Flöhe und Zecken bei Hunden und Katzen

Flöhe sind winzige flügellose Insekten, die sich fortbewegen, indem sie entweder springen oder von einem Gebiet zum anderen hüpfen. Flöhe können bis zu zwei Meter hoch klettern. Das ist hoch genug, um ohne große Anstrengung auf einem Haustier zu landen. Darüber hinaus kann ein Floh 10.000 Mal springen, ohne eine Pause einzulegen. Sie verfügen über einen einzigartigen Federmechanismus, der es ihnen ermöglicht, an Orte zu gelangen, die viele geflügelte Insekten nicht erreichen können.

Der häufigste Floh wird vielleicht Katzenfloh genannt, aber er ist auch bei Menschen und Hunden zu finden. Diese Flöhe werden normalerweise im Freien aufgelesen, können aber auch in Zwingern aufgesammelt werden. Sie können auf anderen Hunden oder Katzen, auf Kleidung oder Bettwäsche mitfahren. Jegliches Material, das Floheier, Larven oder Flöhe enthält, kann diese Flöhe zu uns nach Hause transportieren.

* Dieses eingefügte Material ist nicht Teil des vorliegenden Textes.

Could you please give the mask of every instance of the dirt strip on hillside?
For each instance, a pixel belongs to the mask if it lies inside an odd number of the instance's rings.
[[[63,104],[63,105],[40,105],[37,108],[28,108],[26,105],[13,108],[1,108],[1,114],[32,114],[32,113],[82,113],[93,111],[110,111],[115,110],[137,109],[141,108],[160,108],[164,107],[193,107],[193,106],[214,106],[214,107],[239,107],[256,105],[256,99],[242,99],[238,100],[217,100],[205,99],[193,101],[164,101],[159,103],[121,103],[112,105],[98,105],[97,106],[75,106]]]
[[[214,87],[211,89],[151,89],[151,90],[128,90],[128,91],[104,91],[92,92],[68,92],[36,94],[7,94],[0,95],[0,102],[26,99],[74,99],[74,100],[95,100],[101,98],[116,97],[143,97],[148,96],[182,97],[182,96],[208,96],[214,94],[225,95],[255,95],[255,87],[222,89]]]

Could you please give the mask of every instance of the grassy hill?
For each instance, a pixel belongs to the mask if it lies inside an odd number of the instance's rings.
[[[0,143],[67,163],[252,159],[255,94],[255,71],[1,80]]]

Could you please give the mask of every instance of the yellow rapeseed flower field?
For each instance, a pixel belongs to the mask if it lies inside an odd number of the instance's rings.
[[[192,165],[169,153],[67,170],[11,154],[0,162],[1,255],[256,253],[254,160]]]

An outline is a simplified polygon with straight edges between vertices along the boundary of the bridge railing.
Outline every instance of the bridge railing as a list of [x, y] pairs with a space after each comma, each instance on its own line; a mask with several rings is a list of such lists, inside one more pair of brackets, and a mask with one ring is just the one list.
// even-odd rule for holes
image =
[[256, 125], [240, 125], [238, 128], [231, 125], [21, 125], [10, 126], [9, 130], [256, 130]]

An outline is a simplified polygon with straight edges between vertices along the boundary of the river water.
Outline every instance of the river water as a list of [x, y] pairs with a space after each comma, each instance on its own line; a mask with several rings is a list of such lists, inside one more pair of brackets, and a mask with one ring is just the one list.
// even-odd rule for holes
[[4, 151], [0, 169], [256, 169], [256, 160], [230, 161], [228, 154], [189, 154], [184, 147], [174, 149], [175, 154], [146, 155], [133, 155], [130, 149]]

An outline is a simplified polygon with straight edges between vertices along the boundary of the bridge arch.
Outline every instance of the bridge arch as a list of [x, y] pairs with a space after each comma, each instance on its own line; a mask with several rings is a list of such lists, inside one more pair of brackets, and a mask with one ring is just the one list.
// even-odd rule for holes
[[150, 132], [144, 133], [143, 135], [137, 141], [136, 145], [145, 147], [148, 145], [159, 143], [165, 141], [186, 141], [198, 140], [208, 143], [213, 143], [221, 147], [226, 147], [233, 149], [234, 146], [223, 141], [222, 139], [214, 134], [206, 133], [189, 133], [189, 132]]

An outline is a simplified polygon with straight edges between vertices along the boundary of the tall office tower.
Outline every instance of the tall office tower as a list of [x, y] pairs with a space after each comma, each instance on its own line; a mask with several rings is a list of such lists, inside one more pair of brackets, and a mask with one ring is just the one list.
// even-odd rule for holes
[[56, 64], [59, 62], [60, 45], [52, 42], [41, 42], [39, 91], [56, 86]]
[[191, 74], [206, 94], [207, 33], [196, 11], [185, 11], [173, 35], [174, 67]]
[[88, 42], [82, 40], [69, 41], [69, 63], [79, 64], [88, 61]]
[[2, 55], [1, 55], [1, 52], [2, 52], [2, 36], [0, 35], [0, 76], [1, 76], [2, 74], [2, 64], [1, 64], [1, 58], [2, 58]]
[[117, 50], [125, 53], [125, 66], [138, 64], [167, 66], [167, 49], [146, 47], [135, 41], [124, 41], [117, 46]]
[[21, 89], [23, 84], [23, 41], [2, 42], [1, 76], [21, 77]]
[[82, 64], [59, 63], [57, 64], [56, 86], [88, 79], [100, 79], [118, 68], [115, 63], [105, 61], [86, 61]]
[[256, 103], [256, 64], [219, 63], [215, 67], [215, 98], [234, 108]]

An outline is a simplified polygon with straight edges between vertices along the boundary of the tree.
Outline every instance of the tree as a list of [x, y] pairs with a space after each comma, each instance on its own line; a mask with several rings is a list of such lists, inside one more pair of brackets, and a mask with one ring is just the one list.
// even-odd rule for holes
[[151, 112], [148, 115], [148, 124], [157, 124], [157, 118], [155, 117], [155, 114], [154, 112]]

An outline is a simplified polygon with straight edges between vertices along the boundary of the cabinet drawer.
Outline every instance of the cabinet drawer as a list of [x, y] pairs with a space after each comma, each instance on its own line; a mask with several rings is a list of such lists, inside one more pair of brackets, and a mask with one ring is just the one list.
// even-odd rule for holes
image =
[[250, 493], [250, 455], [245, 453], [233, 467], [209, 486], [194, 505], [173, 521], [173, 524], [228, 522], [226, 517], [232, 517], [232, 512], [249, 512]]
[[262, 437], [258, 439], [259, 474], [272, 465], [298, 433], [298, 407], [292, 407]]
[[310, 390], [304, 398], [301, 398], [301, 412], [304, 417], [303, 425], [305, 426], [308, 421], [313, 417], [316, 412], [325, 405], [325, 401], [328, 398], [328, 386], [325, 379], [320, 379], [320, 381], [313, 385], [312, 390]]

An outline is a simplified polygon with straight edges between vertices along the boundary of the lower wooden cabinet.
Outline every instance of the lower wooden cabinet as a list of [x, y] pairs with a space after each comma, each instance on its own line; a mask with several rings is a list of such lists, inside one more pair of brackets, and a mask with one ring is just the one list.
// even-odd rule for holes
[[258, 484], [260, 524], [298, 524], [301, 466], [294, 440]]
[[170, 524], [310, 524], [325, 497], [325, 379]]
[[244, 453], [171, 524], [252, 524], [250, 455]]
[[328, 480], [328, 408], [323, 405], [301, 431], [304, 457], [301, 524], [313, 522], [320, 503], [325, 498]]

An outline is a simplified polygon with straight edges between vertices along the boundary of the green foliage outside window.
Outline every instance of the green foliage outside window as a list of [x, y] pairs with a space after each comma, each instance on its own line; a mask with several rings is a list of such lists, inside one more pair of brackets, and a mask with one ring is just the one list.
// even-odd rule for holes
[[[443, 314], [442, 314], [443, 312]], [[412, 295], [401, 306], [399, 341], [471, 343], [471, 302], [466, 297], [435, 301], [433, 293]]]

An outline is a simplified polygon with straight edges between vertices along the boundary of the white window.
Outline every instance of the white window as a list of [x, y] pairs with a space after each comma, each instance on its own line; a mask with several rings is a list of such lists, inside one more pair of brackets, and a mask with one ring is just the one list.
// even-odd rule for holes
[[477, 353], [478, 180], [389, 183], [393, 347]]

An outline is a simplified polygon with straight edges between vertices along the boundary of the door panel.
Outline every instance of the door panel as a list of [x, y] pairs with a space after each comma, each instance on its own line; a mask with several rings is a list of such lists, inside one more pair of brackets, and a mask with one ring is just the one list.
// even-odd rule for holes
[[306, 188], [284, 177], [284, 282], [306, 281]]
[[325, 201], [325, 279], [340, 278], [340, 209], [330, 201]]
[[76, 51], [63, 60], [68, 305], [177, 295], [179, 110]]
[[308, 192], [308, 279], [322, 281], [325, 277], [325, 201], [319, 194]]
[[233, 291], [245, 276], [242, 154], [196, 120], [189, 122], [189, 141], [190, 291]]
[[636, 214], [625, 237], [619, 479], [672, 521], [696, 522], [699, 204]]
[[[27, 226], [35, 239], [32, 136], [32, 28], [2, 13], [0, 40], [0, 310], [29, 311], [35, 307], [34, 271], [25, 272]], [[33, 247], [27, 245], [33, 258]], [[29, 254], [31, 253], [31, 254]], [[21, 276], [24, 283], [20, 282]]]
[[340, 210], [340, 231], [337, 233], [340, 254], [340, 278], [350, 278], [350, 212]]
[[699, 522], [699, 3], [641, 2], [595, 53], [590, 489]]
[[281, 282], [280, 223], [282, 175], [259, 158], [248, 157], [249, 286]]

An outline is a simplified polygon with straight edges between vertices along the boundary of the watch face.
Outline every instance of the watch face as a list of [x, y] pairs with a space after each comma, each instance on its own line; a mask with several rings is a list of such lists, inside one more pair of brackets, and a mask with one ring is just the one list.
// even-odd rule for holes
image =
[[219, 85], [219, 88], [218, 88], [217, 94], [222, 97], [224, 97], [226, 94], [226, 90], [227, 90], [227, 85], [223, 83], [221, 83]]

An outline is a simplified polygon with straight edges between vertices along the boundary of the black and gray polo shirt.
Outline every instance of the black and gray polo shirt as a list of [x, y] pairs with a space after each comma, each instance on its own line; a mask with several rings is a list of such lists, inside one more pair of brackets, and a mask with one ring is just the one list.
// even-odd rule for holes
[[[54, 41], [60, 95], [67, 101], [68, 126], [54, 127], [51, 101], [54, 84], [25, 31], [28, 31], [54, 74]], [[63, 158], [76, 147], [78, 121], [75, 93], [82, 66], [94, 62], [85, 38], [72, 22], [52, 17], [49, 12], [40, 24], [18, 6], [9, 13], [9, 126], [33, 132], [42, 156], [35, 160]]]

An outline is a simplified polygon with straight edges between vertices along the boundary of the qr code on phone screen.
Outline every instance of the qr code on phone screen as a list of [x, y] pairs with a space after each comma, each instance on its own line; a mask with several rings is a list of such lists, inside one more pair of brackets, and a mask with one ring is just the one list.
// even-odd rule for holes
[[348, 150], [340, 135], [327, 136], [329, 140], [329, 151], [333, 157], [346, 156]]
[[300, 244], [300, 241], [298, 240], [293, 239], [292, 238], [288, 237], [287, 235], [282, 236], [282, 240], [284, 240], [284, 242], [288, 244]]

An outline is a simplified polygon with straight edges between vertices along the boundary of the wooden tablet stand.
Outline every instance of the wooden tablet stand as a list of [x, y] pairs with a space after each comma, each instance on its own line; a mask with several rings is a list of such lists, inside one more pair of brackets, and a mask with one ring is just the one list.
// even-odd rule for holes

Schon wenige Flöhe auf Hunden und Katzen können beim Haustier böse Kratzer verursachen. Dieses Kratzen kann zu einem Hautausschlag oder einer Hautreizung führen, und wenn es unbehandelt bleibt, können sich diese Reizungen infizieren. Wenn der Flohbefall schwer genug ist, kann er bei einem Hund oder einer Katze sogar zu Anämie führen. Unsere Haustiere können eine Allergie gegen das Protein entwickeln, das ein Floh absondert, um die Blutgerinnung zu verhindern, was zu einer so genannten schweren allergischen Dermatitis führen kann. Dies kann Symptome wie Appetitlosigkeit, Fieber und ständiges Kratzen verursachen, was zu weiteren Hautschäden bei dem Tier führen kann.




Wie man Parasiten los wird

Es gibt Möglichkeiten, einen Flohbefall zu vermeiden und sie davon abzuhalten. Das Fell des Haustieres sollte immer auf Flöhe, besonders nachdem es im Freien war, kontrolliert werden. Es sollte beim Bürsten des Tieres auf Flohschmutz, der wie kleine Schmutzflecken aussieht, geachtet werden. Sie befinden sich um den Ansatz der Ohren, am Schwanzansatz und besonders unter dem Kinn.

Halsband, die Spielsachen und das Bettzeug unserer Haustiere sollten häufig gesäubert und gewaschen werden. Es ist auch wichtig und angebracht, den Tierarzt darauf anzusprechen, den befallenen Hund oder die Katze in ein Flohpräventionsprogramm aufzunehmen.

Die Wohnung sollte stets sauber gehalten und staubgesaugt werden. Der Staubsauger sollte häufig über Fußböden, Möbel und Teppiche laufen. Bettwäsche sowie Kissen und Decken auf der Couch sollten häufig gewaschen werden, um Eier und Flöhe zu entfernen.

Ein Tierarzt kann die beste Flohbehandlung für unser Haustier empfehlen. Wenn sich jedoch Flöhe in der Wohnung befinden, muss möglicherweise ein zugelassener Schädlingsbekämpfer ermittelt werden, um das größere Flohproblem zu bekämpfen.

ACHTUNG! Gerade im Bereich Floh- und Zeckenbekämpfung wird vieles auch ohne tierärztlichen Rat angeboten und in Tiermärkten oder im Internet verkauft. Wirklich nachgewiesen wirksame Arzneimittel gibt es jedoch nur beim Tierarzt

Durch Zecken verursachte Krankheiten

Es gibt einige schwerwiegende Krankheiten, die sowohl bei Menschen als auch bei den Haustieren durch Zecken verursacht werden können. Zwei davon sind:

Lyme-Krankheit: Diese Krankheit wird durch eine bakterielle Infektion verursacht, die Hunde, Katzen, Menschen und andere Säugetiere befallen kann. Der Hauptüberträger ist die Hirschzecke. Anzeichen einer Lyme-Borreliose sind Depressionen, Appetitlosigkeit, Fieber, Lymphknotenschwellungen, Nierenversagen und geschwollene, schmerzhafte Gelenke.

Zytauxzoonose: Dies ist eine tödliche Infektion, die durch Zeckenstiche übertragen wird. Sie ist im Süden weit verbreitet, und die Krankheit wird durch Rotluxkatzen übertragen. Zecken ernähren sich von Luchsen, die die Infektion dann auf Hauskatzen übertragen. Die Krankheit ist für Hauskatzen tödlich. Klinische Anzeichen der Infektion sind Atembeschwerden, hohes Fieber, Appetitlosigkeit, Gelbsucht, Koma und dann der Tod. Es ist keine Heilung bekannt, und die Krankheit schreitet vom Ausbruch bis zum Tod innerhalb weniger Wochen rasch fort.